In one more year my dear old dad (James Robert Tipton) will be one-hundred years old! He was born in August of 1914, a month after World War I began. Wyatt Earp was still alive. I was born in January of 1942, a month after Pearl Harbor. Wyatt Earp´s beautiful wife Josie was still alive.
My grandma Emily (Emily Danford King) was born in 1873 in Wentzville, Missouri. This was thirteen years before Custer’s Last Stand (1886) and eight years before Wyatt Earp shot his way into history at the Gunfight at the OK Corral (1881). Mary Todd Lincoln, widow of the beloved president, died in 1882, the same year Missouri outlaw Jesse James, a few counties away, had been shot in the back by “the traitor Bob Ford.” In 1882 my grandma was a little girl, nine years old. Incidentally, Jesse’s brother Frank James was still alive when my dad was born (Frank died in 1915).
My grandma’s father Ambrose (Ambrose Grandaddy King) was born in 1837, during the time the United States was at war with Mexico. The United States itself was just a little over sixty years old. My grandma, born before Custer’s last stand, born before the Gunfight at the OK Corral, born only eight years after the Civil War was over, often rocked me to sleep in her old soft lap when I was a baby. I cried like a baby when she died in 1961. We are not far removed from what seems like so long ago and far away.
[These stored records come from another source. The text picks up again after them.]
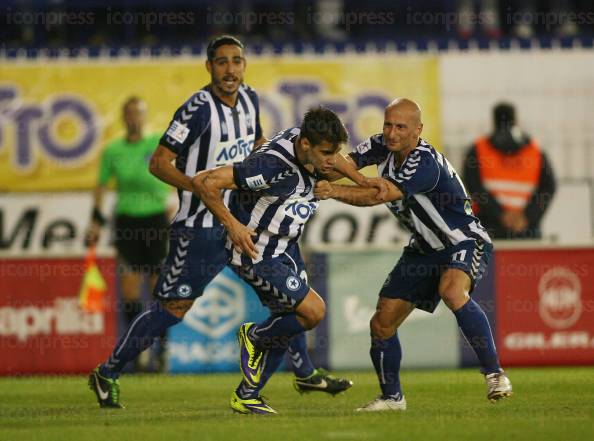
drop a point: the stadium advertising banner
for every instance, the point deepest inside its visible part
(42, 327)
(545, 306)
(56, 118)
(205, 340)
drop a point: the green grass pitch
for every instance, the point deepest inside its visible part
(548, 404)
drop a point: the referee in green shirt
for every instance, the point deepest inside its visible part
(141, 221)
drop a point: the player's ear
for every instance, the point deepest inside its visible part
(420, 129)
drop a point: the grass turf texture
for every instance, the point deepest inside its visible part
(551, 403)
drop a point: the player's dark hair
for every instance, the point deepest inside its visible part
(219, 41)
(321, 124)
(504, 116)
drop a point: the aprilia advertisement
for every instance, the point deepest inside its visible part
(42, 327)
(545, 306)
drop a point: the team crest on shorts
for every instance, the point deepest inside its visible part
(293, 283)
(184, 290)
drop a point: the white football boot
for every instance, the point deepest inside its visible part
(381, 404)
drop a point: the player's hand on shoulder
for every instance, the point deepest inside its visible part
(323, 190)
(380, 184)
(241, 236)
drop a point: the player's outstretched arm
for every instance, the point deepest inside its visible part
(162, 167)
(207, 185)
(357, 196)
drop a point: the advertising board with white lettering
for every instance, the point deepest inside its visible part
(545, 306)
(42, 328)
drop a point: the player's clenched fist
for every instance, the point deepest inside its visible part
(323, 190)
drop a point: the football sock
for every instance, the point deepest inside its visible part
(276, 331)
(302, 365)
(475, 326)
(386, 356)
(141, 333)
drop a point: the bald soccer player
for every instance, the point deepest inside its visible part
(447, 253)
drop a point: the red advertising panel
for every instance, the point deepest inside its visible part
(42, 327)
(545, 306)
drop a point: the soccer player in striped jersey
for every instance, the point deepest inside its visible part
(218, 125)
(273, 202)
(446, 255)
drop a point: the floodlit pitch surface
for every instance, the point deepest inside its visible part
(551, 403)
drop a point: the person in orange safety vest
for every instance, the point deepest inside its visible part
(509, 178)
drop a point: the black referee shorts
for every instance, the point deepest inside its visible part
(141, 241)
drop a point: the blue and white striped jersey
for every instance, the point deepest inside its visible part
(275, 196)
(435, 206)
(206, 133)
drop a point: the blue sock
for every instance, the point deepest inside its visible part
(386, 356)
(276, 331)
(474, 325)
(302, 365)
(273, 359)
(141, 333)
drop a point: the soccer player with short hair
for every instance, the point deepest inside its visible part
(218, 125)
(273, 201)
(448, 243)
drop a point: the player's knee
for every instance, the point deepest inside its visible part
(379, 330)
(312, 312)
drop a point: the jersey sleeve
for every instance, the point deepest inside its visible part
(105, 167)
(369, 152)
(419, 173)
(188, 123)
(260, 171)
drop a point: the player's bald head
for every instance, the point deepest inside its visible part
(407, 107)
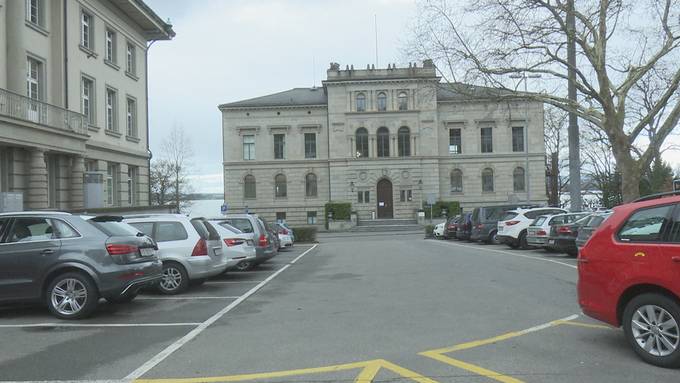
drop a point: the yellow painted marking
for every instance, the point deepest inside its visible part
(263, 375)
(471, 368)
(587, 325)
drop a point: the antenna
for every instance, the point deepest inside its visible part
(375, 23)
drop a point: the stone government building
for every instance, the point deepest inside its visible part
(384, 140)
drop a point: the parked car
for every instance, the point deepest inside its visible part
(464, 227)
(254, 229)
(485, 222)
(191, 249)
(544, 226)
(451, 227)
(589, 227)
(438, 231)
(68, 262)
(236, 246)
(629, 276)
(562, 236)
(512, 227)
(284, 235)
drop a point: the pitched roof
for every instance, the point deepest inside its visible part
(292, 97)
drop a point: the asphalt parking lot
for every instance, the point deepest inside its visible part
(373, 308)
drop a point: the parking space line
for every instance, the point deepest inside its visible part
(180, 298)
(29, 325)
(509, 253)
(158, 358)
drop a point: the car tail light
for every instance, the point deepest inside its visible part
(263, 241)
(201, 248)
(120, 249)
(233, 241)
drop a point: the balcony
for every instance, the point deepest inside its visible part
(20, 107)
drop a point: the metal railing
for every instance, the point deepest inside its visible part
(24, 108)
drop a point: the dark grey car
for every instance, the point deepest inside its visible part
(68, 262)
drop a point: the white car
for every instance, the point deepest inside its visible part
(439, 230)
(236, 246)
(512, 228)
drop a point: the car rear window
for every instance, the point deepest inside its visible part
(114, 229)
(170, 231)
(242, 224)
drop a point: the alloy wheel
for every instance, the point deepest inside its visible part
(68, 296)
(655, 330)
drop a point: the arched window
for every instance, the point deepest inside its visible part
(382, 101)
(456, 181)
(280, 188)
(249, 186)
(362, 143)
(310, 185)
(383, 142)
(402, 101)
(404, 142)
(361, 102)
(487, 180)
(518, 180)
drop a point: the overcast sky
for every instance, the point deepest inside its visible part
(228, 50)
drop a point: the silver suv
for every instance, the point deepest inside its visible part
(253, 228)
(191, 249)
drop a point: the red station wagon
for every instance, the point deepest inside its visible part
(629, 275)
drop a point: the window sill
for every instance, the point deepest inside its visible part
(38, 28)
(89, 52)
(132, 75)
(112, 64)
(112, 133)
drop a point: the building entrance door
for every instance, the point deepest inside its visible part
(385, 199)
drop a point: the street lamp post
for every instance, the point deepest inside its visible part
(524, 77)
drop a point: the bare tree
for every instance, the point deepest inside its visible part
(620, 45)
(176, 153)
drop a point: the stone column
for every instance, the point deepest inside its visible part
(36, 196)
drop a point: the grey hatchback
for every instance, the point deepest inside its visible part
(68, 262)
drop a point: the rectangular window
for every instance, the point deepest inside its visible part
(517, 138)
(131, 61)
(249, 147)
(487, 140)
(110, 46)
(279, 146)
(88, 101)
(310, 145)
(455, 141)
(131, 118)
(111, 123)
(86, 30)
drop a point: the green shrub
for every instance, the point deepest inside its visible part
(304, 234)
(341, 211)
(429, 229)
(452, 209)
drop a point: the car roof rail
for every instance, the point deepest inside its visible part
(657, 195)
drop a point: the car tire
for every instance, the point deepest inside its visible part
(665, 310)
(75, 290)
(175, 279)
(124, 299)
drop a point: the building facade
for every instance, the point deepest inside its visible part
(73, 101)
(385, 140)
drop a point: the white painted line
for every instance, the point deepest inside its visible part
(161, 356)
(186, 297)
(508, 253)
(97, 325)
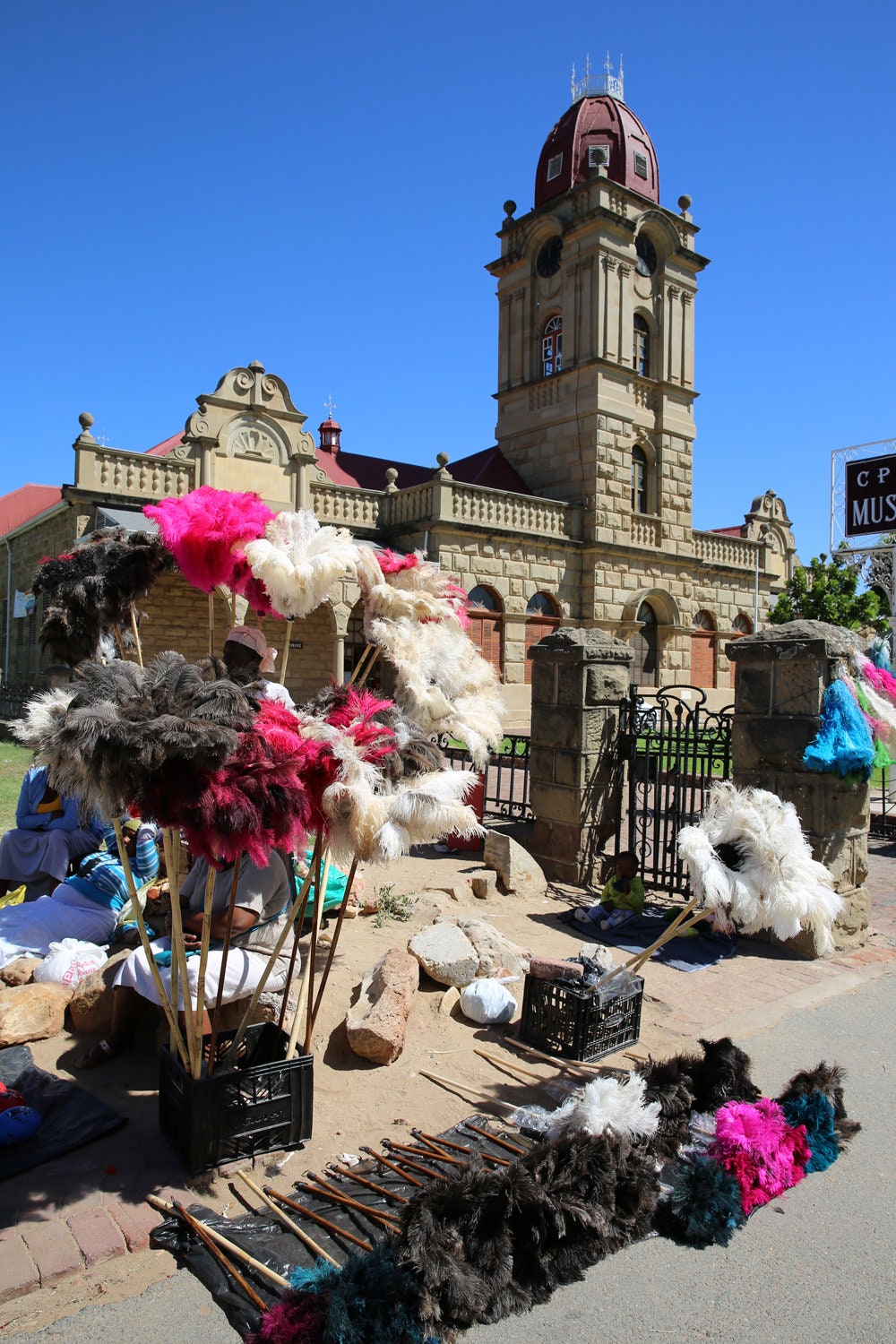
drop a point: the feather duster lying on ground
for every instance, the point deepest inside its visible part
(207, 530)
(713, 1078)
(826, 1080)
(755, 1144)
(124, 725)
(772, 882)
(606, 1105)
(418, 591)
(485, 1245)
(444, 683)
(297, 561)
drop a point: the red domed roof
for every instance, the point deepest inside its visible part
(597, 121)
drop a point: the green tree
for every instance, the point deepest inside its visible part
(826, 591)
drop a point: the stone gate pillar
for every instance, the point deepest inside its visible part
(579, 680)
(780, 682)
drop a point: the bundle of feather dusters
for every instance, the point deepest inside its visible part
(382, 788)
(90, 591)
(183, 745)
(416, 616)
(479, 1246)
(750, 863)
(751, 1152)
(297, 561)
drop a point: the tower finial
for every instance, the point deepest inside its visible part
(592, 85)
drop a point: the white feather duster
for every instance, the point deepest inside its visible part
(444, 683)
(43, 715)
(421, 593)
(606, 1105)
(298, 561)
(777, 884)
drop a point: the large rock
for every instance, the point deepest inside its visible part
(495, 951)
(375, 1026)
(90, 1007)
(32, 1012)
(21, 970)
(514, 866)
(446, 954)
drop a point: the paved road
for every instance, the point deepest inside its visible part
(814, 1268)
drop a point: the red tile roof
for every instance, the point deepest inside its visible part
(21, 505)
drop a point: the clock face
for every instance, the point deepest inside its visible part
(548, 260)
(646, 263)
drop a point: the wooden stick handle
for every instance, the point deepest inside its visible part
(288, 1222)
(336, 933)
(296, 916)
(461, 1089)
(333, 1228)
(166, 1207)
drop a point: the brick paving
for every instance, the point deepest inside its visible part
(73, 1215)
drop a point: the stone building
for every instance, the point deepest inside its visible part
(582, 513)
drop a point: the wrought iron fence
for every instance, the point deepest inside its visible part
(506, 776)
(883, 806)
(675, 749)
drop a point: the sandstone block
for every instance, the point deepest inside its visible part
(376, 1024)
(32, 1012)
(514, 866)
(90, 1007)
(446, 954)
(484, 883)
(495, 952)
(21, 970)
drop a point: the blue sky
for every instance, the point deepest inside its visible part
(194, 185)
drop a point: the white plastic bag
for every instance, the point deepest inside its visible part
(70, 961)
(487, 1000)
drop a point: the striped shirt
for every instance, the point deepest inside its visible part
(101, 876)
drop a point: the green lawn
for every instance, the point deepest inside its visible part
(13, 762)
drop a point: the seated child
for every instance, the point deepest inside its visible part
(621, 900)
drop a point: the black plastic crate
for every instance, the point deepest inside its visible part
(562, 1019)
(263, 1105)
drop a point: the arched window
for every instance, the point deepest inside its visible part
(638, 480)
(552, 347)
(487, 626)
(702, 650)
(740, 625)
(641, 355)
(645, 642)
(541, 617)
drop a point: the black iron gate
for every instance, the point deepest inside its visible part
(673, 747)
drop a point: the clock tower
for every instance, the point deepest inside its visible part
(595, 290)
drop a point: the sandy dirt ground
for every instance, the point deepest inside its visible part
(355, 1102)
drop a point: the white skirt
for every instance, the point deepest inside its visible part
(242, 973)
(29, 929)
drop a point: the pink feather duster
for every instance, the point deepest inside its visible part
(207, 530)
(755, 1144)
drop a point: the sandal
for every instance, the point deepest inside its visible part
(101, 1054)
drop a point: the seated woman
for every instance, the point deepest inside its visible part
(83, 906)
(263, 897)
(46, 841)
(247, 655)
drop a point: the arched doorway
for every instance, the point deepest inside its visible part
(487, 626)
(645, 666)
(541, 617)
(702, 650)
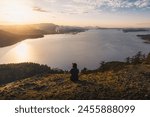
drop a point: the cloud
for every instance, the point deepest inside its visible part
(38, 9)
(87, 6)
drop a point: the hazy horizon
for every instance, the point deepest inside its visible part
(102, 13)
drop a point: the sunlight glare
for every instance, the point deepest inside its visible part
(22, 51)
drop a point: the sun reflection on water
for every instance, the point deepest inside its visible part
(22, 52)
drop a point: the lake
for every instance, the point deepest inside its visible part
(87, 49)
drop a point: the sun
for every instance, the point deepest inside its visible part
(18, 12)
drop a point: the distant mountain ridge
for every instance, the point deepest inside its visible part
(11, 34)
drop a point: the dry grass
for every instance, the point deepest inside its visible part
(132, 82)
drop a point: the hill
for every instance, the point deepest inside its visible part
(11, 34)
(112, 80)
(131, 82)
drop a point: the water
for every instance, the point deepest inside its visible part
(87, 49)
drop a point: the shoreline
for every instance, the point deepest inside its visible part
(146, 38)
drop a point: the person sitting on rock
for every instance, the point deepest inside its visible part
(74, 72)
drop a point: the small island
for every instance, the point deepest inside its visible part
(127, 30)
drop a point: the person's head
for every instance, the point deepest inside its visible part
(74, 65)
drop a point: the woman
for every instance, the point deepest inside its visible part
(74, 72)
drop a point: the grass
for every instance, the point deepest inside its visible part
(131, 82)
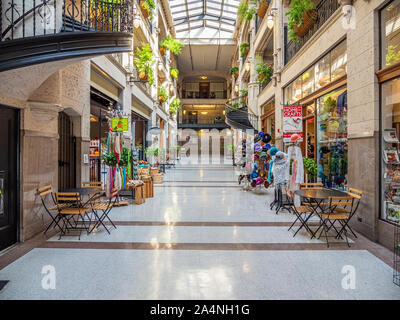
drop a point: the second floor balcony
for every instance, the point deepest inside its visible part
(37, 31)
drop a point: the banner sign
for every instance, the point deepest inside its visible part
(120, 124)
(292, 122)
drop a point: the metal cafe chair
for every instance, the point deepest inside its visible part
(333, 213)
(74, 211)
(299, 211)
(104, 208)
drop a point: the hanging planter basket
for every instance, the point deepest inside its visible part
(163, 51)
(145, 12)
(262, 10)
(143, 76)
(310, 17)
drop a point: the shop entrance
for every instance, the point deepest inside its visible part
(8, 176)
(66, 153)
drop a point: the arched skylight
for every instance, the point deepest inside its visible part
(190, 15)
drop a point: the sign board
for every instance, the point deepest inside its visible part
(292, 122)
(120, 124)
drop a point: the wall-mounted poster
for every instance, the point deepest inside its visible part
(392, 212)
(292, 122)
(119, 124)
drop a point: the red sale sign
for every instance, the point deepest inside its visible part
(292, 122)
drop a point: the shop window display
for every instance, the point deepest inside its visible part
(332, 139)
(390, 150)
(390, 34)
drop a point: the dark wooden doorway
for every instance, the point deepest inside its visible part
(9, 128)
(66, 153)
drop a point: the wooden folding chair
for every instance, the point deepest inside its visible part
(333, 214)
(55, 217)
(70, 207)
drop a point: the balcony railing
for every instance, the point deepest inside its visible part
(326, 8)
(37, 31)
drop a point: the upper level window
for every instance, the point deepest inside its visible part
(390, 34)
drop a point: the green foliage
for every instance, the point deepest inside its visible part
(310, 166)
(243, 47)
(246, 11)
(392, 55)
(233, 71)
(110, 159)
(171, 44)
(174, 72)
(175, 105)
(296, 16)
(163, 92)
(154, 151)
(264, 73)
(144, 61)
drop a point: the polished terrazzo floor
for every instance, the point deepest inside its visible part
(200, 237)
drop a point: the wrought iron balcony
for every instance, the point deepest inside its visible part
(325, 8)
(239, 117)
(37, 31)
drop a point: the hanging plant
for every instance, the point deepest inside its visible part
(302, 17)
(174, 72)
(162, 94)
(175, 106)
(147, 7)
(244, 49)
(264, 73)
(246, 11)
(172, 45)
(144, 61)
(234, 72)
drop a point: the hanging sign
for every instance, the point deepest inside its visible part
(292, 122)
(119, 124)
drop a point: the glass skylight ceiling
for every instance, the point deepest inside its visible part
(190, 15)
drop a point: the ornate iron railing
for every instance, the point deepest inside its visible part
(32, 18)
(325, 10)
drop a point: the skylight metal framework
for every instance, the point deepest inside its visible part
(196, 14)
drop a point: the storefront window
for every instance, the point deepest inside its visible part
(338, 61)
(322, 72)
(332, 139)
(390, 118)
(307, 80)
(390, 34)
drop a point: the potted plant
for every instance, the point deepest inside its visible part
(245, 11)
(174, 72)
(171, 44)
(264, 73)
(174, 106)
(234, 72)
(262, 8)
(147, 7)
(302, 16)
(162, 94)
(144, 61)
(244, 49)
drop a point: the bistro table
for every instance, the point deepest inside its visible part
(314, 199)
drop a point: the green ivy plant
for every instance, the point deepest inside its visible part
(175, 105)
(246, 11)
(174, 72)
(233, 71)
(243, 47)
(264, 73)
(171, 44)
(144, 61)
(163, 92)
(296, 16)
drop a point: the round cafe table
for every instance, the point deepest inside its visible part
(314, 199)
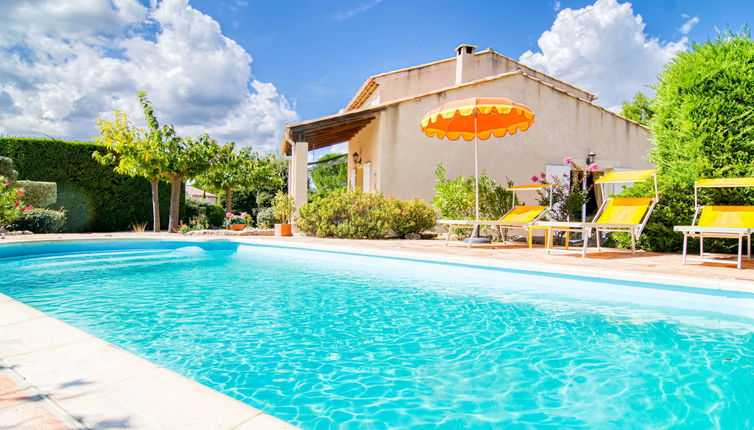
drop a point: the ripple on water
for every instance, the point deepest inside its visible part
(336, 341)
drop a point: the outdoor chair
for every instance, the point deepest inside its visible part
(617, 214)
(521, 217)
(721, 222)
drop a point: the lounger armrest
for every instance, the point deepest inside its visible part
(562, 224)
(470, 223)
(602, 225)
(697, 229)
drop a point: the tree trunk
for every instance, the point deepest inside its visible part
(228, 199)
(155, 205)
(176, 181)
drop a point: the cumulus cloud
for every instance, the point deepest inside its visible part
(58, 75)
(342, 16)
(603, 48)
(689, 24)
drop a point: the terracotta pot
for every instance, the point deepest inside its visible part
(283, 230)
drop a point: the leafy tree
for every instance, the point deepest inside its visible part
(178, 158)
(638, 109)
(242, 169)
(130, 149)
(332, 177)
(703, 127)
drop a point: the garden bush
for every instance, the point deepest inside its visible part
(359, 215)
(212, 215)
(39, 194)
(702, 127)
(6, 169)
(266, 218)
(95, 198)
(215, 215)
(40, 221)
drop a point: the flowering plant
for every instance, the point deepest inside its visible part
(233, 219)
(569, 193)
(11, 202)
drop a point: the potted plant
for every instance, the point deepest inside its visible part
(235, 222)
(283, 207)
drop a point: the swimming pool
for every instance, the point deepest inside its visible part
(336, 340)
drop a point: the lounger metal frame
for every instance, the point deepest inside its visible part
(473, 224)
(585, 228)
(714, 232)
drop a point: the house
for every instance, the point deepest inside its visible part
(389, 153)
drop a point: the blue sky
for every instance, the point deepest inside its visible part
(317, 54)
(242, 69)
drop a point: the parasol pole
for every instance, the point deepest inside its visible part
(476, 164)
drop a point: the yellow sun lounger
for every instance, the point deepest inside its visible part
(519, 217)
(620, 214)
(726, 222)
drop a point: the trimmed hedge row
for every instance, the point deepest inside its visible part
(39, 194)
(40, 221)
(94, 197)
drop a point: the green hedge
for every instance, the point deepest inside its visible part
(94, 197)
(39, 194)
(40, 221)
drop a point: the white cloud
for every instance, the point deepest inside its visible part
(603, 48)
(342, 16)
(689, 24)
(57, 75)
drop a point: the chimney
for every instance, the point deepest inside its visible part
(465, 63)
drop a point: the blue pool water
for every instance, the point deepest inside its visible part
(328, 340)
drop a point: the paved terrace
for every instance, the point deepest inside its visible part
(54, 376)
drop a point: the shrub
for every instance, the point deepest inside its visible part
(6, 169)
(11, 203)
(701, 128)
(266, 218)
(215, 215)
(414, 216)
(359, 215)
(39, 194)
(40, 221)
(95, 198)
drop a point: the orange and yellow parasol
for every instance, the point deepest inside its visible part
(477, 118)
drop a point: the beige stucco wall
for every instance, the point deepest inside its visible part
(366, 143)
(412, 82)
(565, 126)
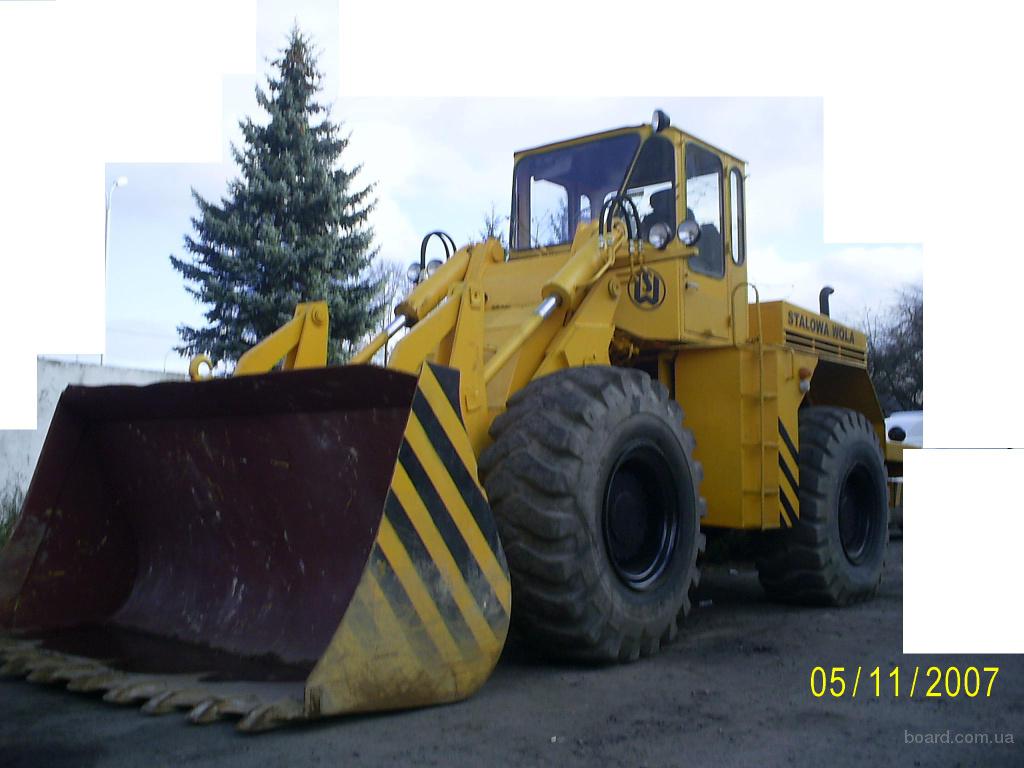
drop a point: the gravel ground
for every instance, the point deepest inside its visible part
(733, 690)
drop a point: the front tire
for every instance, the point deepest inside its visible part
(834, 553)
(595, 491)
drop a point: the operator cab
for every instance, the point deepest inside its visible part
(697, 223)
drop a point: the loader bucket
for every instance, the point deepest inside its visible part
(274, 547)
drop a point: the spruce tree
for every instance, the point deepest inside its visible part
(291, 228)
The Biblical “span of man” is 70 years, according to the King James Version of Psalm 90. (Methuselah purportedly lived to the very ripe old age of 969… perhaps he followed to the letter those incredibly strict dietary rules of the early Hebrews.) Taking the Biblical span of man, 70 years, and taking the current age of the United States (2013-1776 ) at 237 years, the lives of four people, laid end to end, would contain more time (280 years) than the total history of the United States!
Years ago I used to teach a survey of Western Literature beginning with Homer’s The Odyssey (around 800 BC). On the first day I would stand before my class and announce that their 40 lifetimes (each of threescore and ten), were they laid end to end, would cover all of the time that had elapsed since the early Greeks and Homer, 800 BC to the present…this one little class. Of course to college students what really caught their attention was the notion of being laid end to end.
Back in 1964 my favorite professor told me he had known a woman whose best friend, as a little boy walking with his mother, had seen Samuel Johnson, a famous British man of letters, strolling through the streets of London in 1780! Professor Cordell in 1964 was 69 years old. When he was a young man he had known a woman 85 years old whose best friend was her grandfather. So, let’s follow that one back for fun. Cordell in 1915 was 19 years old. The woman, 85 then, would have been born in 1830. Her grandfather, assuming he was 55 when she was born, would have been born in 1775, and as a young boy could certainly have seen Samuel Johnson in London in 1780.
A colleague when I was a college professor told me he received his Eagle Scout award in 1943, and it was presented to him by an officer of the Confederate army…wearing his Civil War uniform! I still have my great-grandfather’s sword awarded (along with a commission to second lieutenant) to him—Ambrose Grandaddy King—for bravery after he captured two rebel soldiers on Lookout Mountain, one hard autumn afternoon in Tennessee, back in 1863…not so long ago.